Hubo una vez una tortuga que estaba muy descontenta consigo misma. Odiaba su piel arrugada y rugosa, que no era tan suave como el pelaje del león, ni tan vistosa como las plumas de algunos pájaros. No le gustaba tener que caminar siempre tan lento, mientras que otros animales como los zorros y los conejos, podían escabullirse con tanta rapidez desde donde fuera.
Pero lo que menos le gustaba de sí misma, era el enorme caparazón que se veía obligada a cargar todos los días. Cierto era que le brindaba buena sombra en verano y resguardo durante el invierno, pero eso para ella era lo de menos.
¡Era tan feo y tan pesado! Si otros animales podían vivir perfectamente sin caparazones, ¿por qué tenía ella que cargar con uno?
Así, pensaba y pensaba lo mismo todos los días, volviéndose cada vez más resentida contra la naturaleza y contra otros animales, que vivían felices a pesar de sus limitaciones. Los caracoles por ejemplo, también eran lentos y contaban con un caparazón, pero ellos no se quejaban.

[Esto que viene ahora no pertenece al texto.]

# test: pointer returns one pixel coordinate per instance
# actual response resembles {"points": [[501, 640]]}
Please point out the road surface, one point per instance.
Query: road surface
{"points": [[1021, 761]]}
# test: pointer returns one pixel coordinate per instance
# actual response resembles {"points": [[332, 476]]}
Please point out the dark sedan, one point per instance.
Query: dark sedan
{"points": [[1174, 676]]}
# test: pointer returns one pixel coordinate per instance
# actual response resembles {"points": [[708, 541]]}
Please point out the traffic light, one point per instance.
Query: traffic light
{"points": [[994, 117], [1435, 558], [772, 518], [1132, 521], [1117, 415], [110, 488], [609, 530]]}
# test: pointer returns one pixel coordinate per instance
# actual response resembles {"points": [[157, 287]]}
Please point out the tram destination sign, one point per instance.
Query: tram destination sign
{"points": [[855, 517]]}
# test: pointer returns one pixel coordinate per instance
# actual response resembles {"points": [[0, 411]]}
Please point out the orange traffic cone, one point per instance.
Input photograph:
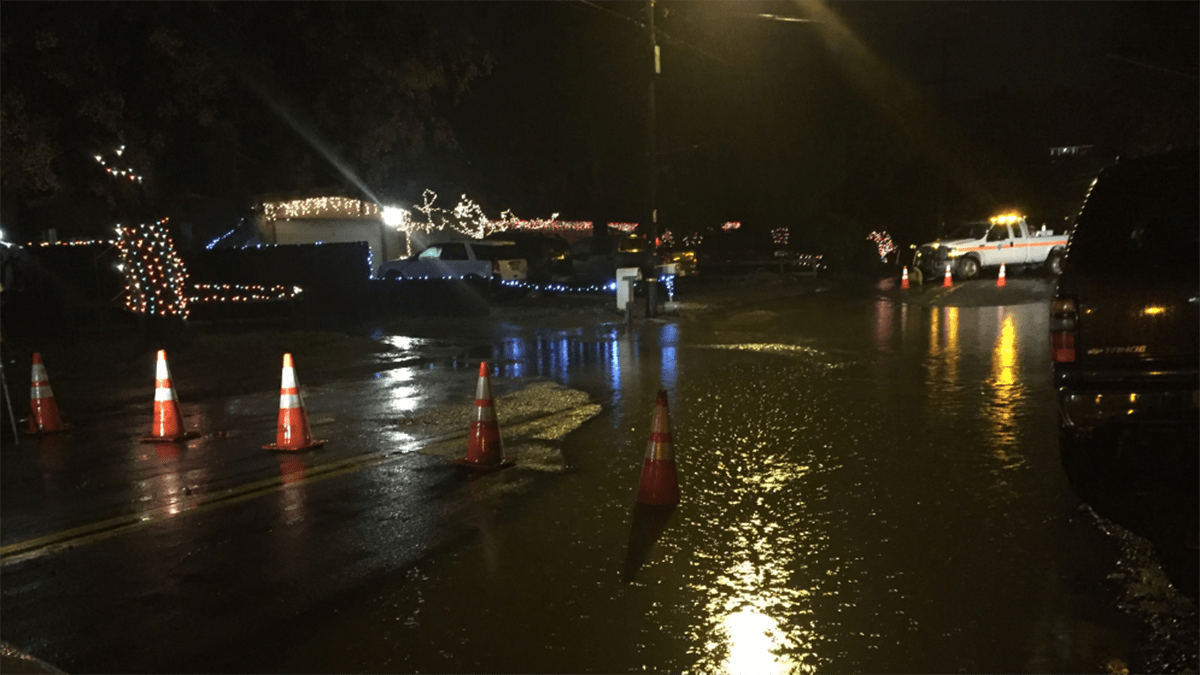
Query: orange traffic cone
{"points": [[43, 412], [293, 431], [660, 485], [168, 423], [484, 448]]}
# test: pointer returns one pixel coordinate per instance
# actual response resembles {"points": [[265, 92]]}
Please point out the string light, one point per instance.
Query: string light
{"points": [[241, 293], [118, 172], [155, 276], [75, 243], [321, 207], [883, 240]]}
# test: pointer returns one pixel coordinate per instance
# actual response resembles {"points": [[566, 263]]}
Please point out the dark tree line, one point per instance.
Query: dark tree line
{"points": [[213, 102]]}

Cansada, un buen día, la tortuga elevó sus ojos al cielo y vio a un águila enorme, que cruzaba veloz por los cielos como una flecha.

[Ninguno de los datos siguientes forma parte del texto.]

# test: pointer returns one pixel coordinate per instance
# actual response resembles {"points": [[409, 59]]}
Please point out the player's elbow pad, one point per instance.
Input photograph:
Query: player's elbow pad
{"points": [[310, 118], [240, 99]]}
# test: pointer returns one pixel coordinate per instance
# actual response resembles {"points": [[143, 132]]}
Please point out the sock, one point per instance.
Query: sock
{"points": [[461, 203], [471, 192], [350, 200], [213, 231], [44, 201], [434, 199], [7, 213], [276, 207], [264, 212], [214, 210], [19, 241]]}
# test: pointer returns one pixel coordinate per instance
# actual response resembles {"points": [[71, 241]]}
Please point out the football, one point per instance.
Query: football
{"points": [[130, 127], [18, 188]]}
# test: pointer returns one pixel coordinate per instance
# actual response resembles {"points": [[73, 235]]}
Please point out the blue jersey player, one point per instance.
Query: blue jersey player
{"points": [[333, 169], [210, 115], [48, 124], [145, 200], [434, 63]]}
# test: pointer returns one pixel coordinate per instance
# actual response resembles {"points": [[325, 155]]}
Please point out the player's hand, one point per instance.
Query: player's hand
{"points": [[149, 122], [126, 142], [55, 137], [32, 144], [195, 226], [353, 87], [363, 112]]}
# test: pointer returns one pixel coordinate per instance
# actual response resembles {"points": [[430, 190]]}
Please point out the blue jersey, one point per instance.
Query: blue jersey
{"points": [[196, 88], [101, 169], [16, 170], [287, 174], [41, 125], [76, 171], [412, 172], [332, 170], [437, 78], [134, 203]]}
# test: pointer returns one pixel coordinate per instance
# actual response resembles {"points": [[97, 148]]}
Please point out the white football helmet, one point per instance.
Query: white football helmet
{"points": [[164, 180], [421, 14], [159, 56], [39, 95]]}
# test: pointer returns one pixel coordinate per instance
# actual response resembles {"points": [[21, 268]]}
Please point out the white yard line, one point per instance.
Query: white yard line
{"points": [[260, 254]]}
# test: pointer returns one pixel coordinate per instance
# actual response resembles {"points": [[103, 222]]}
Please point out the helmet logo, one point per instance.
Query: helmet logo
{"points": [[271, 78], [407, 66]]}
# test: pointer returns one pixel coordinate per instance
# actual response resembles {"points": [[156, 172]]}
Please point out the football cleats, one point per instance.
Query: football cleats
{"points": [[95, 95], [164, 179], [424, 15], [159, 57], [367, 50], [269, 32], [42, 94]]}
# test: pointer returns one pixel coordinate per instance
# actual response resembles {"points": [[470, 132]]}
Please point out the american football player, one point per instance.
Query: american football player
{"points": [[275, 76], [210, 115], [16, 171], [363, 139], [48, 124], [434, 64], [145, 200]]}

«Qué envidia», pensó la tortuga para sí, «ojalá yo pudiera ser tan rápida como las águilas y volar sin tener que llevar este tedioso caparazón. Cuan feliz sería mi vida».

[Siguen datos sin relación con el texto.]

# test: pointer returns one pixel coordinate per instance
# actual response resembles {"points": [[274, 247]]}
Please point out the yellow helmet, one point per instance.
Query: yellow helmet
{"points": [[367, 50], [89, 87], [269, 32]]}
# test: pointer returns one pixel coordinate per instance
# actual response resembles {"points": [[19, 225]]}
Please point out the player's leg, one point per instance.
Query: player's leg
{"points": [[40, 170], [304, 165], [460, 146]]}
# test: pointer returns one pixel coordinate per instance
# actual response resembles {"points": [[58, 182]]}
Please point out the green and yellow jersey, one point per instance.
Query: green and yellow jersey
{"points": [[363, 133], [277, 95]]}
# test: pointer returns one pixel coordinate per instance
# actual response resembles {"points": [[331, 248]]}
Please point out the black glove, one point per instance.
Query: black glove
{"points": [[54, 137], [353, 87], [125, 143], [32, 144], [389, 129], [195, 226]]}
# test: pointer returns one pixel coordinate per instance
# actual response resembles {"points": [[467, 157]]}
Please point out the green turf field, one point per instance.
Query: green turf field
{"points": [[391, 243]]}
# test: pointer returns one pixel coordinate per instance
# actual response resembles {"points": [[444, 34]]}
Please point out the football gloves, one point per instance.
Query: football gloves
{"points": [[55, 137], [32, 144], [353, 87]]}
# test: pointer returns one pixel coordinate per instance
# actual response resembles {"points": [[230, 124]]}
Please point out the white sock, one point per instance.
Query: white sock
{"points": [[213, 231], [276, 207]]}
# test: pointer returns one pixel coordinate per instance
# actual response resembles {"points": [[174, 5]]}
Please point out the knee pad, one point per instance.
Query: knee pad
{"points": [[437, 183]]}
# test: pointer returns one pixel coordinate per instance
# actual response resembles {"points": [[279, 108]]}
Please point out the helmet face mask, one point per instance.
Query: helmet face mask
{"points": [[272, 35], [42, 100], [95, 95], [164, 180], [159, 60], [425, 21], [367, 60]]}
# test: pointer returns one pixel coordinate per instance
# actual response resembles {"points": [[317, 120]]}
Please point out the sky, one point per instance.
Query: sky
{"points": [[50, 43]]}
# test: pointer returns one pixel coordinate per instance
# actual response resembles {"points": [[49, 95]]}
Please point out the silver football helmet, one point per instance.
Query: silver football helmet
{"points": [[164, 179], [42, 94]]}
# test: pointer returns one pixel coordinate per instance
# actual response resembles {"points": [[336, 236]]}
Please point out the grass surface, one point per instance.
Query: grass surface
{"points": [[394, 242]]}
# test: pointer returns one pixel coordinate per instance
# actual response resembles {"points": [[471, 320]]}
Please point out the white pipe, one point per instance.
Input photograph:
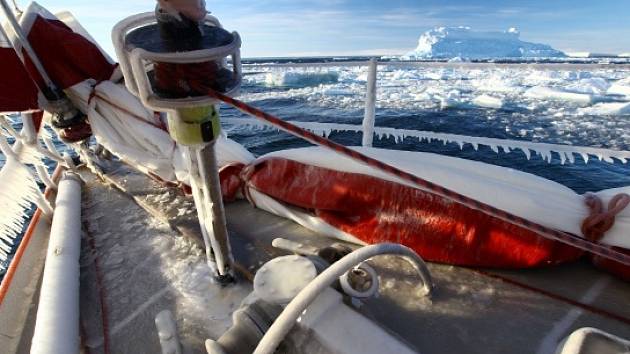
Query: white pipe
{"points": [[370, 105], [23, 41], [285, 322], [57, 324]]}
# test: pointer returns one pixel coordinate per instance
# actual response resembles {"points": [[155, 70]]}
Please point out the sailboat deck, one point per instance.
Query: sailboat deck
{"points": [[150, 259]]}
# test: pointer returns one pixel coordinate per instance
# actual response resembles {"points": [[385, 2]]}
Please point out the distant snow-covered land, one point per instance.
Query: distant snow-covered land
{"points": [[463, 42]]}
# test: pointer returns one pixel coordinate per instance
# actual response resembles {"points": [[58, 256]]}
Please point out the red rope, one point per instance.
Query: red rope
{"points": [[575, 241]]}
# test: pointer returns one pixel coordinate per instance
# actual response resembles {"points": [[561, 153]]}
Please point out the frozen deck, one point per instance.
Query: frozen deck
{"points": [[149, 260]]}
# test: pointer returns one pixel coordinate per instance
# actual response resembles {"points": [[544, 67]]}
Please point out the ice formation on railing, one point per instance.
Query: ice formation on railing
{"points": [[565, 153], [19, 190]]}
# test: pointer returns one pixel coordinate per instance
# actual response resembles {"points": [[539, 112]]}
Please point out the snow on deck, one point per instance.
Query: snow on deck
{"points": [[152, 269], [146, 267]]}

Entonces se le ocurrió una idea. A gritos, llamó al águila para que bajara a verla y el ave, extrañada, acudió. Una vez que la tuvo enfrente, la tortuga le pidió si podía tomarla con sus garras y elevarla para poder ver el cielo. Aunque le pareció una petición extraña, el águila accedió.
Incrustó sus garras bajo el caparazón de la tortuga y emprendió el vuelo.
Y ella se maravilló al ver todas las montañas, los lagos y bosques que parecían tan inmensos desde ahí arriba. Se impresionó al sentir lo rápido que iba.
—Que suerte tienes —le dijo le tortuga al águila—poder volar de esta manera, ¡ojalá yo también pudiera!
—Las tortugas no están hechas para volar —dijo el águila—, la naturaleza sabe por qué hace las cosas.
—¡Qué va a saber! Es injusta, ¿por qué algunos animales tenemos que conformarnos con ser lentos y tener caparazones tan pesados, mientras que otros pueden volar y ser majestuosos? ¡No me parece justo!
—Tu caparazón es muy útil y fuerte, ya quisieran otros animales contar con tal protección.
—¡Es injusto, es injusto!
Cansada de escuchar las quejas de la tortuga, el águila se cansó y la dejó caer en ese instante, haciendo que ella se diera cuenta del error que había cometido. Pero era demasiado tarde.
Al chocar contra el suelo, su caparazón quedó destrozado y ella murió.
El águila, satisfecha, pensó que ese era un final adecuado para alguien que no había sido agradecida con los dones que le había dado la naturaleza. Pues esta vez, ese caparazón del que tanto se quejaba, no había podido salvarla como otras veces.